Why the Goldsmith award winning book Ducks, Newburyport is worth the struggle to read
By Andi Endruhn, Publishing Editor
The fact that it was glowing tomato-red from the shelf when I saw it. The fact that it was approximately the size of a phonebook (if I remember what those look like). The fact that it had a title that seemed to be absolute nonsense: Ducks, Newburyport. The fact that it is an endless cavalcade of, “The fact that, the fact that, the fact that,” repeating throughout the entirety of its 1,020 pages, pulling you into a trance as you learn about the inner workings of a middle-aged housewife in Ohio and a mountain lion who interrupts every now and then. The fact that the entire novel is one sentence encompassing the entirety of life. The fact that Ducks, Newburyport is a challenge, a brain-teaser, a puzzle, an encyclopedia of one woman’s thoughts on the world — a rule-breaking meditation on what the difference is between poetry and prose and a labour of love.
Confession: I haven’t finished the book yet. I don’t know how it ends. I hope you can forgive me, because the more I read, the more breaks I take and the more I find myself realizing that Lucy Ellman’s monolithic work isn’t a book, it’s a project.
Ellman isn’t unfamiliar with the idea of a mind-bending narrative. Nor is she a stranger to the kind of novel writing that dabbles in poetry, which makes Ducks an endeavour to read. In fact, you could consider her the natural successor to the literary tradition of a make-work project. Her father, Richard Ellman, is one of the foremost biographers of the Irish literary giant and narrative experimentalist, James Joyce. One of Joyce’s most notable works being Ulysses, a book, that for many, is much more fun to brag about reading than it is to actually read, as it meanders through the day of a travelling salesman across 730 pages.
For all the terrible times I have picked up Ulysses to be stymied by Joyce’s predilection to word games, I’ve found myself doing the same with Ducks. The nearly meditative nature of repetition makes your eyes glaze over, forcing you back up the page to feel as though you haven’t missed anything at all. Other times, I’ve found myself riveted late into the night as the unnamed woman (and the intervening mountain lion, whose connection is never explicitly explained) tells me that, “the fact that we all go on pretending things are fine, hoping everything’s a-okay, even though everything is nowhere near okay and we all know it, no matter how many candlelit vigils you hold.”

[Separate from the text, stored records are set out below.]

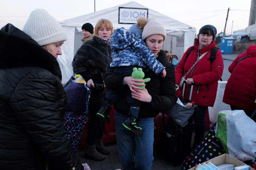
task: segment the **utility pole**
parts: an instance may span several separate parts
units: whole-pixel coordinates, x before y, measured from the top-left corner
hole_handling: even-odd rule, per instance
[[[231,35],[230,35],[230,37],[232,37],[232,29],[233,29],[233,23],[234,22],[234,21],[232,21],[232,27],[231,27]]]
[[[226,18],[226,22],[225,23],[225,27],[224,27],[224,32],[223,33],[223,37],[225,37],[225,34],[226,32],[226,26],[227,26],[227,22],[228,21],[228,12],[229,12],[229,7],[228,10],[228,14],[227,14],[227,18]]]

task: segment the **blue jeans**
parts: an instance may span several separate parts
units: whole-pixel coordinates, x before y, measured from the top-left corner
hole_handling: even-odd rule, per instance
[[[128,116],[115,111],[117,150],[123,170],[150,170],[154,159],[154,118],[139,119],[140,126],[143,129],[143,134],[140,135],[135,135],[122,125],[122,123],[128,117]],[[133,144],[133,138],[135,139],[135,146]]]

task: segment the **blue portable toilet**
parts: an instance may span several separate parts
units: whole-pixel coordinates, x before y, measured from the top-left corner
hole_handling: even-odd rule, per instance
[[[223,37],[220,39],[220,51],[222,54],[232,54],[235,39],[231,37]]]

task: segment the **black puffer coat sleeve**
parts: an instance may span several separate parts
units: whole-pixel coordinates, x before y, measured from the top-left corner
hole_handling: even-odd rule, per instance
[[[125,76],[114,73],[113,68],[110,67],[104,74],[103,78],[108,89],[118,91],[122,90],[125,86],[122,81]]]
[[[64,132],[62,110],[66,95],[60,81],[44,70],[20,81],[11,98],[12,108],[30,137],[54,163],[55,169],[83,169]]]
[[[152,109],[159,111],[165,111],[172,109],[178,98],[175,90],[175,75],[174,65],[169,64],[166,69],[166,76],[164,78],[160,75],[160,94],[151,95],[151,104]]]

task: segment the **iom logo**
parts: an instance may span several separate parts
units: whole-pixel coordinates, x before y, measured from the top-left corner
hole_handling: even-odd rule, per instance
[[[129,16],[129,13],[128,11],[123,11],[122,12],[122,16],[125,18],[127,18]]]
[[[119,24],[136,24],[139,18],[147,18],[148,16],[148,9],[147,8],[119,7]]]

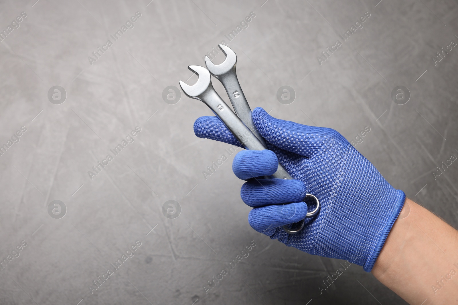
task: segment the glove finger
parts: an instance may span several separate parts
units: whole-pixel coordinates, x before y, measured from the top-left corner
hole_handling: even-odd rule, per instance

Like many reviews of the book that suggest that Ellman’s point could be made in a quarter as many pages, my point could be distilled down to one simple point: this book is work. And it’s frustrating, wonderful work to do.

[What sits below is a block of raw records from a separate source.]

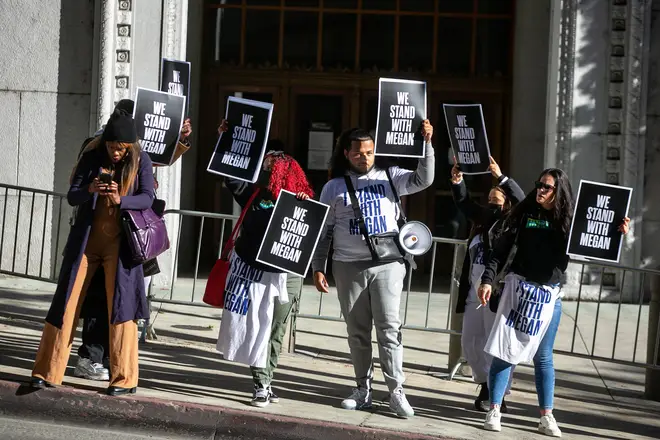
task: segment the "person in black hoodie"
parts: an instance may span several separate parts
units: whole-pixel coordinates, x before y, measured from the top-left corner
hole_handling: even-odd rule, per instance
[[[535,187],[507,218],[479,286],[479,300],[486,305],[497,275],[505,274],[495,325],[485,348],[493,361],[489,373],[491,409],[484,429],[501,430],[500,405],[512,365],[533,360],[541,413],[538,430],[561,437],[552,414],[552,348],[561,318],[559,290],[569,262],[566,247],[574,199],[568,176],[557,168],[544,170]],[[629,222],[624,218],[619,226],[624,234]],[[510,266],[503,271],[507,261]]]
[[[484,271],[484,260],[491,243],[499,235],[502,219],[509,210],[525,198],[525,193],[511,178],[502,174],[495,159],[490,158],[490,171],[497,185],[488,193],[488,205],[482,206],[471,200],[463,173],[454,159],[451,171],[451,190],[458,209],[472,222],[468,238],[458,290],[456,313],[464,313],[461,345],[463,354],[472,368],[472,378],[481,386],[474,406],[477,411],[488,411],[488,371],[492,356],[484,352],[484,346],[495,321],[495,314],[488,307],[479,307],[477,289]],[[510,383],[510,382],[509,382]],[[502,402],[502,412],[506,404]]]
[[[223,120],[218,128],[218,132],[222,134],[228,129],[227,121]],[[266,347],[266,366],[263,368],[250,366],[252,380],[254,382],[251,404],[260,408],[267,406],[269,403],[279,402],[279,397],[273,392],[271,382],[273,380],[273,373],[277,368],[288,318],[294,304],[300,299],[303,279],[299,276],[284,273],[284,271],[275,267],[257,262],[257,253],[266,234],[266,228],[273,214],[280,190],[290,191],[296,194],[296,197],[300,200],[306,200],[314,196],[314,191],[300,164],[293,157],[284,154],[282,151],[283,148],[284,144],[280,140],[272,139],[268,141],[266,145],[267,153],[256,183],[231,178],[225,179],[225,186],[232,193],[234,200],[241,208],[245,208],[252,199],[241,224],[240,236],[234,247],[234,253],[239,260],[238,264],[249,267],[251,273],[263,273],[263,276],[254,277],[259,278],[261,284],[264,284],[266,279],[270,279],[271,284],[274,284],[275,282],[273,280],[278,277],[272,276],[273,274],[286,277],[286,292],[282,292],[280,297],[286,294],[289,300],[286,302],[274,301],[270,338]],[[257,195],[252,198],[255,191]],[[226,306],[227,301],[225,301]],[[223,311],[223,323],[226,323],[225,313],[229,313],[229,311],[227,309]],[[259,314],[259,321],[262,319],[263,315]],[[250,326],[249,319],[247,320],[247,326]],[[249,331],[254,333],[255,330],[249,329]],[[221,343],[224,347],[231,345],[231,343],[227,343],[227,339],[224,336],[230,335],[223,335],[223,329],[221,328],[218,347],[221,346]],[[224,351],[223,354],[226,355]]]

I read for enjoyment. I pick up a book or turn on a movie to jump into another life for a moment and escape from the drudgery of school work and the stress of being 20-something with an impending leap into the working world. My life is work, just as anyone’s is. Ellman’s depiction of this unnamed woman is so all-encompassing, forcing you to learn about her life, her cancer treatments, her children, the snippets of poetry and music that stick in her head, her thoughts on politics and the pies that she makes in her kitchen. And so, it’s work.
Just like life, amongst the mundane and banal, is the discovery of simple and beautiful truths that keep you going. Its work in the same way that a new hobby, an interesting class or solving a new puzzle is. The joy of pushing your way through the never-ending obstacles that make up your life, is the same as pushing your way through the never-ending pages of dense text.
Life isn’t broken by paragraphs and chapters, nor is it an easy task to make your way through, and as I find myself descending deeper and deeper into the endless — and maddening — task of reading (with generous breaks and time for frustration), the fact that there is joy in that kind of struggle makes both this novel, and my life imminently more worth living.